Can someone help me? I'm really confused.

The loudness L of a sound in decibels is given by L= 10log(base10)R, where R is the sound's relative intensity. If the intensity of a certain sound is tripled, by how many decibels does the sound increase?

evaluate

L = 10log (3R)
= 10log3 + 10logR
= 4.77 + l0log R

so ....

oh, thanks

wait, where'd the 4.77 come from?

can u do the rest of the work??

My Name is Mac

Yes

To find out by how many decibels the sound increases when its intensity is tripled, let's consider the equation given:

L = 10 log10 R

Where L is the loudness in decibels and R is the relative intensity of the sound.

Now, we need to determine the increase in loudness when the intensity is tripled. Let's call the original intensity R1 and the tripled intensity R2.

From the given information, we know that R2 = 3R1 (the intensity is tripled).

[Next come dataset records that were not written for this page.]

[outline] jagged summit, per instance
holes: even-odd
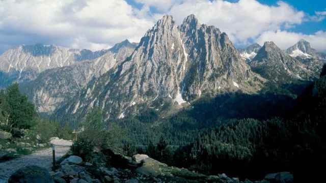
[[[180,108],[203,94],[255,92],[260,81],[255,76],[226,33],[199,24],[193,15],[179,26],[166,15],[147,32],[128,59],[57,114],[80,117],[85,110],[99,106],[107,111],[106,118],[123,118],[142,104],[160,111],[164,105],[157,105],[158,101]]]
[[[302,58],[312,58],[316,57],[317,51],[311,47],[310,43],[301,39],[294,45],[288,48],[286,52],[292,57]]]
[[[128,39],[126,39],[125,40],[122,41],[121,43],[118,43],[116,44],[113,47],[108,50],[113,52],[114,53],[117,53],[119,52],[120,49],[123,47],[135,47],[137,45],[137,43],[130,43]]]
[[[278,84],[316,78],[307,66],[290,56],[271,41],[264,44],[250,64],[254,71]]]
[[[241,56],[246,59],[246,61],[249,62],[256,56],[260,48],[261,48],[261,46],[258,43],[254,43],[249,45],[246,49],[239,50],[239,51]]]

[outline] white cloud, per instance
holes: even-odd
[[[257,39],[260,45],[267,41],[274,42],[280,48],[287,49],[293,46],[301,39],[309,42],[311,46],[319,51],[326,51],[326,32],[319,31],[312,35],[287,31],[267,31],[263,33]]]
[[[153,7],[161,11],[169,10],[172,6],[182,2],[182,0],[134,0],[146,7]]]
[[[142,11],[124,1],[0,1],[0,45],[98,49],[126,39],[138,42],[155,23]]]
[[[133,0],[143,5],[138,9],[126,1],[0,0],[0,52],[22,44],[95,50],[125,39],[138,42],[166,14],[178,23],[194,14],[201,23],[227,33],[235,44],[246,45],[275,38],[271,36],[278,30],[288,30],[305,21],[321,21],[326,14],[316,12],[310,16],[282,1],[267,6],[255,0]],[[150,7],[158,11],[152,12]],[[322,44],[313,45],[321,49]]]
[[[171,13],[179,23],[183,17],[194,14],[200,21],[225,32],[231,40],[246,43],[250,38],[282,26],[290,27],[303,22],[305,13],[283,2],[268,6],[255,0],[230,3],[222,0],[188,0],[174,6]]]

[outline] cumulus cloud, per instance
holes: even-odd
[[[137,8],[127,1],[143,6]],[[191,14],[227,33],[239,46],[291,33],[286,30],[326,17],[326,12],[310,16],[282,1],[268,6],[256,0],[0,0],[0,52],[13,45],[37,43],[106,48],[125,39],[139,41],[164,14],[173,15],[180,24]],[[314,44],[319,50],[322,44]]]
[[[318,31],[312,35],[305,35],[286,30],[267,31],[257,39],[261,45],[267,41],[274,42],[280,48],[287,49],[293,46],[301,39],[309,42],[313,48],[319,51],[326,51],[326,32]]]
[[[99,49],[138,42],[155,22],[141,12],[124,1],[1,1],[0,45]]]
[[[236,3],[188,0],[174,6],[170,12],[178,22],[193,13],[201,22],[215,25],[226,32],[233,42],[243,44],[262,32],[300,24],[305,17],[303,12],[283,2],[268,6],[255,0]]]

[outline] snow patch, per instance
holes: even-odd
[[[130,104],[130,106],[132,106],[133,105],[135,105],[136,104],[136,103],[134,102],[134,101],[132,102],[132,103]]]
[[[202,91],[200,89],[199,89],[198,90],[198,96],[200,97],[201,95],[202,95]]]
[[[239,85],[238,84],[238,83],[236,83],[235,82],[233,81],[233,85],[236,87],[237,87],[238,88],[239,88]]]
[[[80,103],[80,101],[78,101],[78,102],[77,103],[77,104],[76,104],[76,105],[75,106],[75,108],[73,110],[73,111],[72,112],[73,114],[74,114],[76,113],[76,112],[77,112],[77,109],[78,109],[78,108],[79,107],[79,103]]]
[[[290,56],[293,57],[296,57],[297,56],[303,56],[305,57],[306,58],[312,57],[312,56],[310,55],[308,53],[305,53],[303,52],[301,50],[298,49],[297,49],[292,52],[292,54],[290,54]]]
[[[247,52],[244,52],[240,54],[240,56],[241,56],[242,57],[249,59],[252,59],[254,58],[254,57],[256,56],[256,55],[257,55],[257,53],[255,53],[253,51],[251,53],[248,53]]]

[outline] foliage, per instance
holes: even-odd
[[[12,127],[29,129],[35,125],[36,112],[34,105],[19,91],[18,84],[10,86],[5,94],[8,102],[8,115]]]
[[[79,138],[73,142],[71,149],[74,155],[80,157],[85,161],[88,161],[92,157],[94,148],[94,144],[91,140]]]

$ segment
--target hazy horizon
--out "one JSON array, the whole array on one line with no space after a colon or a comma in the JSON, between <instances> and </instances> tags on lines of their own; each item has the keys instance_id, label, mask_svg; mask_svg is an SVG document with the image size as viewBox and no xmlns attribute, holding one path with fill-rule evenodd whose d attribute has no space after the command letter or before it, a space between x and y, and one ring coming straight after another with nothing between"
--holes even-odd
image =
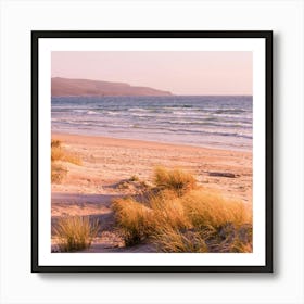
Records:
<instances>
[{"instance_id":1,"label":"hazy horizon","mask_svg":"<svg viewBox=\"0 0 304 304\"><path fill-rule=\"evenodd\" d=\"M55 51L51 77L126 83L176 96L252 96L252 52Z\"/></svg>"}]
</instances>

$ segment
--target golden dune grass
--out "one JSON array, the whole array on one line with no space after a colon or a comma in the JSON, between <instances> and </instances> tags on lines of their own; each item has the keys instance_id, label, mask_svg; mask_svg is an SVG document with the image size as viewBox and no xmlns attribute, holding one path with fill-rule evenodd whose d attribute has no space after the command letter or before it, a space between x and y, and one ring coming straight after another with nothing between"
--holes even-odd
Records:
<instances>
[{"instance_id":1,"label":"golden dune grass","mask_svg":"<svg viewBox=\"0 0 304 304\"><path fill-rule=\"evenodd\" d=\"M69 216L58 220L54 235L59 239L61 252L88 249L99 231L99 221L85 216Z\"/></svg>"},{"instance_id":2,"label":"golden dune grass","mask_svg":"<svg viewBox=\"0 0 304 304\"><path fill-rule=\"evenodd\" d=\"M251 252L251 210L242 202L198 189L194 177L183 176L182 170L178 180L186 182L170 182L173 173L155 170L161 191L149 193L144 202L132 198L113 202L126 245L152 241L162 252Z\"/></svg>"}]
</instances>

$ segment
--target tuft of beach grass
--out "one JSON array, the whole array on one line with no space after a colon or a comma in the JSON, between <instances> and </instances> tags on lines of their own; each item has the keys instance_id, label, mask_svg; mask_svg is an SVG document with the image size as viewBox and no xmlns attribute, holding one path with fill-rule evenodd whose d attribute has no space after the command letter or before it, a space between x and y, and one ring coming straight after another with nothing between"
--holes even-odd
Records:
<instances>
[{"instance_id":1,"label":"tuft of beach grass","mask_svg":"<svg viewBox=\"0 0 304 304\"><path fill-rule=\"evenodd\" d=\"M113 201L126 245L152 242L160 252L252 252L251 210L198 188L182 170L157 167L157 191Z\"/></svg>"},{"instance_id":2,"label":"tuft of beach grass","mask_svg":"<svg viewBox=\"0 0 304 304\"><path fill-rule=\"evenodd\" d=\"M90 248L100 225L88 216L68 216L58 220L54 236L59 239L60 252L74 252Z\"/></svg>"}]
</instances>

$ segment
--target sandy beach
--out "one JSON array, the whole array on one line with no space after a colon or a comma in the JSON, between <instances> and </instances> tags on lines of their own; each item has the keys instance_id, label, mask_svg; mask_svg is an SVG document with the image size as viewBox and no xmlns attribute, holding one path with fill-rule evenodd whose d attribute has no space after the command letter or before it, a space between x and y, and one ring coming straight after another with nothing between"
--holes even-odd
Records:
<instances>
[{"instance_id":1,"label":"sandy beach","mask_svg":"<svg viewBox=\"0 0 304 304\"><path fill-rule=\"evenodd\" d=\"M64 163L66 177L61 183L52 183L52 220L64 215L98 217L103 232L90 252L122 250L111 201L140 190L137 182L126 182L132 176L152 183L155 166L182 168L192 173L204 189L252 204L251 152L54 132L52 139L62 141L63 148L83 162ZM141 245L125 251L153 249Z\"/></svg>"}]
</instances>

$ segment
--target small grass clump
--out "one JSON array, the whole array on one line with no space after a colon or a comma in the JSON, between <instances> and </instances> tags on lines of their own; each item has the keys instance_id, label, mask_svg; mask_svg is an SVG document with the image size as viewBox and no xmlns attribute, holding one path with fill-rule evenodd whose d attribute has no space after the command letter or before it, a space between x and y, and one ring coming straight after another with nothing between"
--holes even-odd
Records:
<instances>
[{"instance_id":1,"label":"small grass clump","mask_svg":"<svg viewBox=\"0 0 304 304\"><path fill-rule=\"evenodd\" d=\"M168 170L164 167L155 168L154 182L161 190L173 190L179 197L197 187L197 180L193 175L181 169Z\"/></svg>"},{"instance_id":2,"label":"small grass clump","mask_svg":"<svg viewBox=\"0 0 304 304\"><path fill-rule=\"evenodd\" d=\"M60 218L54 227L54 235L60 240L59 250L74 252L90 248L99 228L99 221L90 220L88 216Z\"/></svg>"},{"instance_id":3,"label":"small grass clump","mask_svg":"<svg viewBox=\"0 0 304 304\"><path fill-rule=\"evenodd\" d=\"M252 252L251 210L197 187L181 170L157 168L156 188L115 200L126 245L153 242L161 252Z\"/></svg>"},{"instance_id":4,"label":"small grass clump","mask_svg":"<svg viewBox=\"0 0 304 304\"><path fill-rule=\"evenodd\" d=\"M208 252L205 240L198 231L180 231L170 226L159 230L154 237L159 251L166 253Z\"/></svg>"},{"instance_id":5,"label":"small grass clump","mask_svg":"<svg viewBox=\"0 0 304 304\"><path fill-rule=\"evenodd\" d=\"M67 170L59 164L51 165L51 181L54 183L61 183L63 178L66 176Z\"/></svg>"},{"instance_id":6,"label":"small grass clump","mask_svg":"<svg viewBox=\"0 0 304 304\"><path fill-rule=\"evenodd\" d=\"M232 223L236 227L251 223L251 213L240 201L227 200L211 191L195 190L181 198L194 227L216 229Z\"/></svg>"},{"instance_id":7,"label":"small grass clump","mask_svg":"<svg viewBox=\"0 0 304 304\"><path fill-rule=\"evenodd\" d=\"M113 201L116 223L127 246L143 241L151 231L151 213L143 204L128 198Z\"/></svg>"}]
</instances>

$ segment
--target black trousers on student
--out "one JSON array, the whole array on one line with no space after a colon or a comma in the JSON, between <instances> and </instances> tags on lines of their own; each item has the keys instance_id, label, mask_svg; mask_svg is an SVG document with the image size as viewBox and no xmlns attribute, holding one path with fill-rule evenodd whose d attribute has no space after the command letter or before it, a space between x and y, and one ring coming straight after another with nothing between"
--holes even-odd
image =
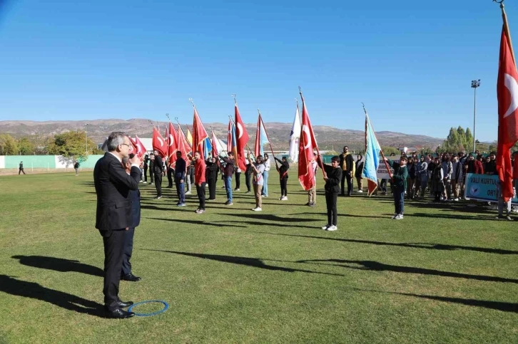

By substituting the values into the equation, we get:

L2 = 10 log10 R2
L2 = 10 log10 (3R1)

Next, let's use a logarithmic property to simplify the expression:

L2 = 10 (log10 3 + log10 R1)

Since log10 3 is a constant value, let's denote it as K:

L2 = 10 (K + log10 R1)
L2 = 10K * 10(log10 R1)

Now, let's recall that log10 R1 was denoted as L in the initial equation (L = 10 log10 R).

So, we can write:
L2 = 10K * 10L

By combining the terms, we can express the increase in loudness in decibels as:

L2 - L = 10K * 10L - 10L

Simplifying this expression further:

L2 - L = (10K - 1) * 10L

Since K is a constant, 10K - 1 is also a constant. Let's denote it as M:

L2 - L = M * 10L

Therefore, we can conclude that when the intensity of a sound is tripled, the sound increases by M * 10L decibels.

Please note that the exact value of M can be calculated by substituting the constant value of log10 3 into the equation.